RE: [xml] side effects of thread-enabling libxml2



Gary, Daniel,

My main concern is related to library maintainability. The 
code required to
make thread safe globals work is fairly complex already. The 
motivation
behind this code was to provide enough functionality to allow 
libxml2 to
get by until libxml3 came along. Trying to accomodate this 
request will make
the code more fragile, impact performance and maintainability.

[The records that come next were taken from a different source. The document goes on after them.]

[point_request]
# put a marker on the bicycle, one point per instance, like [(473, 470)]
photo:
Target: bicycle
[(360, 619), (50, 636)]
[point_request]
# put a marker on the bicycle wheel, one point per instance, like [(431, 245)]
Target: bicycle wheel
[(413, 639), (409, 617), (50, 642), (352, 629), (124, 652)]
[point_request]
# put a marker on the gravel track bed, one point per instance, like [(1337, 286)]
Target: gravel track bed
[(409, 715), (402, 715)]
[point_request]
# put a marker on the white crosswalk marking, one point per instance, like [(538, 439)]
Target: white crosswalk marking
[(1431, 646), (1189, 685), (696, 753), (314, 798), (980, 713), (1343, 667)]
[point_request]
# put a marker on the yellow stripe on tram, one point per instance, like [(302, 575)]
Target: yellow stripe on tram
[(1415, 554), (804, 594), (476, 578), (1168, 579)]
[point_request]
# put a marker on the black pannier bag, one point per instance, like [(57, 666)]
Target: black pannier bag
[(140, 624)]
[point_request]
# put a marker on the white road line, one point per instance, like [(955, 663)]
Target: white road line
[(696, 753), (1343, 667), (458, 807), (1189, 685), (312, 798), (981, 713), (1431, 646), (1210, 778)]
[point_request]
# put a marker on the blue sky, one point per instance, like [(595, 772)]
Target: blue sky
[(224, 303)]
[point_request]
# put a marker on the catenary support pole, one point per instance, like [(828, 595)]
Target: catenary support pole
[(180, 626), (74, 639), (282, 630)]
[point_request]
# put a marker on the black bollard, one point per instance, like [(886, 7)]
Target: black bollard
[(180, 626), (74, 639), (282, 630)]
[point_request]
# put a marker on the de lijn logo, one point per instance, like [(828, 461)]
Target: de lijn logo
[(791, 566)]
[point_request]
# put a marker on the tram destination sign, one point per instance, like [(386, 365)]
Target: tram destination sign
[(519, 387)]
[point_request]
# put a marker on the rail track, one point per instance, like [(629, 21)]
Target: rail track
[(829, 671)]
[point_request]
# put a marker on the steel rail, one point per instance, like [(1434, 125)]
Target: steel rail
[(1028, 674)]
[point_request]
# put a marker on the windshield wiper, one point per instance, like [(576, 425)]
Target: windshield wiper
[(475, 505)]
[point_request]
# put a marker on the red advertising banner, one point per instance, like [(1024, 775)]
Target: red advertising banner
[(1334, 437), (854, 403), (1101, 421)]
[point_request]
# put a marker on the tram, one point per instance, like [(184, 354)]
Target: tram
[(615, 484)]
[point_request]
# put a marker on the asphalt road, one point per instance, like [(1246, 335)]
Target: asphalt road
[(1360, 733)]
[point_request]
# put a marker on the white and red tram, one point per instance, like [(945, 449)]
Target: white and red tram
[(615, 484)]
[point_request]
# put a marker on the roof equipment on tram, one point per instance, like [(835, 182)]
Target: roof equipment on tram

Fairly complex, indeed, I agree. 
However, I'm not sure adding that small test on each
global access will really make it more complex
or impact performance.
[my use case does not require locking - see below]
 
I don't think that this request to support a new feature 
(i.e. non-global
globals) should be supported, since it's already catered for 
by compiling
the library with threads=no.

My use case (through the python bindings) is to set the globals 
in the "main thread", and still benefit of the thread safety 
feature(s) of libxml (i.e. the mutex in catalog.c).
I need threads=yes for that mutex, but I don't need
per-thread globals since they are never changed by
the threads. 

It's not thread safe if threads change the globals,
of course. But since libxml itself never changes the 
globals itself, it does not need
locking, assuming that client code sets the globals
in the main thread only. 

And that looks fairly easy to explain (it's already 
said in the documentation that the main thread must
call xmlInitParser before everything else, 
it would be easy to say the same is true
for globals if per-thread globals are disabled. 

All libxml2 users who are implementing their own 
threading/locking policy
on top of libxml2 MUST ensure that the library is compiled 
with threads=no.
This is really just a documentation problem for users of the library.

Isn't it also a packaging and deployment problem? 
On Linux, libxml2 is a shared package, and I started this discussion
because I fear that my sysadmin will deploy libxml2 with-threads=yes,
thereby changing the behaviour of my app.
 
Daniel's suggestion to initialize the per-thread globals from
the values in the main thread would ensure unchanged behaviour
for a non-thread-aware client. But, as he said, that would require 
locking too if clients are allowed to change the globals when threads
are running. Also, it would slightly change the behaviour
(since the initial value of per thread globals would be different)
-- however I don't think that behaviour is explicitly documented.